GTFS in Nederland

spaanse · October 26, 2023, 9:27am

Ik zou graag willen dat OSM applicaties ook OV-navigatie kunnen - inclusief de vertrektijden. Uit eerdere discussies is het mij duidelijk dat vertrektijden te grote hoeveelheid data is die zeer volatiel is, dat dit nooit in de OSM database zal komen.

Ik denk dus dat een koppeling met GTFS feeds noodzakelijk is om dit voor elkaar te krijgen. Andersom helpt dit ook met het up-to-date houden van busroutes door tools als PTNA

Een probleem voor een goede koppeling is volgens mij het ontbreken van een eenduidige tagging scheme. Issues die de Wiki aangeeft zijn: twee gebruikte namespaces: gtfs_* en gtfs:*, en hoe om te gaan met overlappende feeds.

Ik heb wel een idee hoe zo’n scheme eruit zou kunnen zien, maar weet niet hoe het proces om zoiets voor te stellen gaat.

Samenvatting van wat ik zou voorstellen

gebruik van de gtfs:* namespace, zoals nu gebruikt door PTNA.
Alle gtfs_* automatisch omtaggen. Vind ik niet problematisch want ik zie geen interpretatieverschil in tags. Zal wel even gekeken moeten worden of er data consumers zijn die de gtfs_* tags gebruiken.
één relatie voor elke feed die alle stops, route-masters en routes bevat met een corresponderende rol.
Deze relatie bevat in ieder geval gtfs:feed_url, en een ref
Nuttig lijkt me ook een gtfs:license=CC0 ofzo, weet niet wat hiervoor handig is.
stops, route-masters en routes bevatten de juiste gtfs:stop_id / gtfs:route_id /gtfs:shape_id / … zoals nu omschreven in de Wiki.
In het geval van meerdere feeds, worden de id’s uit de verschillende feeds gescheiden door ;. Het aantal id’s moet hetzelfde zijn als het aantal feed-relaties waar het onderdeel van is.
De volgorde van de id’s is de volgorde van de ref’s in de feed-relaties (lexicografisch volgens ASCII of UTF8 ofzo?)
Mocht een object een bepaald soort id in een feed niet hebben en in de ander wel, dan wordt dat stuk leeggelaten; dus bijvoorbeeld gtfs:shape_id=;503 of gtfs:trip_id:sample=124;;

Een ander probleem is dat we in Nederland geen gtfs id’s hebben in OSM. In Nederland hebben we een GTFS feed van al het openbaar vervoer, zie gtfs.ovapi.nl
Voor zover ik kan zien is dit open data

https://gtfs.ovapi.nl/README
LICENSE
You are free to use this data, but there is no servicelevelagreement (best-effort) nor are you allowed to say you represent or impersonate any of the
transit agencies listed here.

Gebaseerd op NDOV data, waar staat:

NDOV Loket
Reisinformatie is in Nederland beschikbaar als open data met CC0 vrijwaring. Door overheden en vervoerders is afstand gedaan van auteursrecht en databankenrecht.
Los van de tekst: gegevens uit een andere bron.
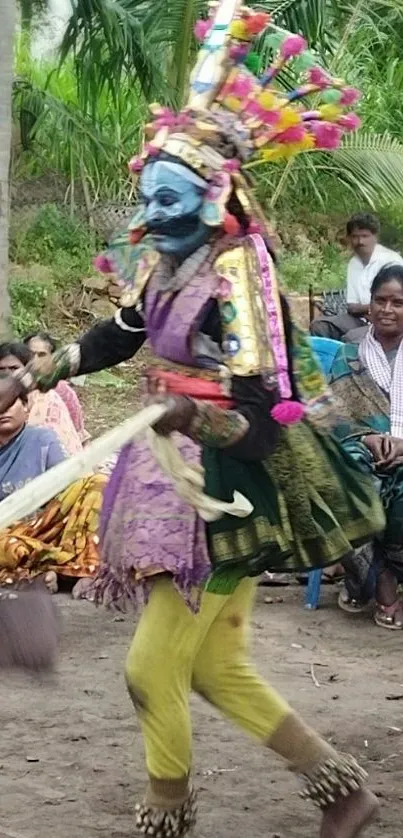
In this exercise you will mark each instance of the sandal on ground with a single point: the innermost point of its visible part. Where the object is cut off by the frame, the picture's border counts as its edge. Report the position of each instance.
(351, 605)
(385, 616)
(Dit beantwoord naar mijn idee @ToniE 's vraag in Public_transport:version=2 - #33 by ToniE)

Wat zijn jullie ideën hierover?

ToniE · October 26, 2023, 9:55am

I’ll have a look at the data, Seems to be something similar to Switzerland or Norway, they provide a single GTFS for the whole country. No problem for PTNA.

Yeah, agreed.

In addition, in Winnipeg, CA we see gtfs:agency_id, gtfs:agency_url

From my personal experiences as power mapper for PT: some thoughts about using gtfs:* in route relations.

don’t expect GTFS data to be correct
- I’ve seen so many errors: not really suitable for QA?
- implementing QA based on GTFS might show many “false positives”
don’t expect GTFS data (ids) to be the same in the next version of the data
- GTFS data must be consistent inside a *.zip file but not from one *.zip to the next
- route_ids, trip_ids, shape_ids may differ or even point to a completely different data set (seen that in Winnipeg, CA)
- some authorities provide new GTFS data on a daily basis (DE-BY-MVG), others 4 times a year?
  - PTNA downloads and aggregates those once in a month only

I’d suggest using gtfs:* in OSM relations using a minimum set of entries

gtfs:feed_url - points to the *.zip file
gtfs:route_short_name - identifies the bus/train/… number
- set this if it differs from OSM’s ‘ref’ for route_master/route relations
- otherwise we may assume that our ‘ref’ is the ‘route_short_name’ in GTFS

This data will not change often, less often than route_id, trip_id or shape_id
This data should be sufficient for data consumers to map OSM to GTFS
This minimum set has least impact on maintenance of OSM data.
Keeping OSM gtfs:route_id, gtfs:*trip_id data up-to-date with GTFS data can become a full-time job - for certain feeds.

ToniE · October 26, 2023, 11:11am

Well, as we will see with NL-Nationaal GTFS analysis, there are tons of trains with route_short_name=Intercity.
Obviously, route_short_name isn’t enough for nation wide GTFS data.
We might have to add gtfs:route_id then in those cases.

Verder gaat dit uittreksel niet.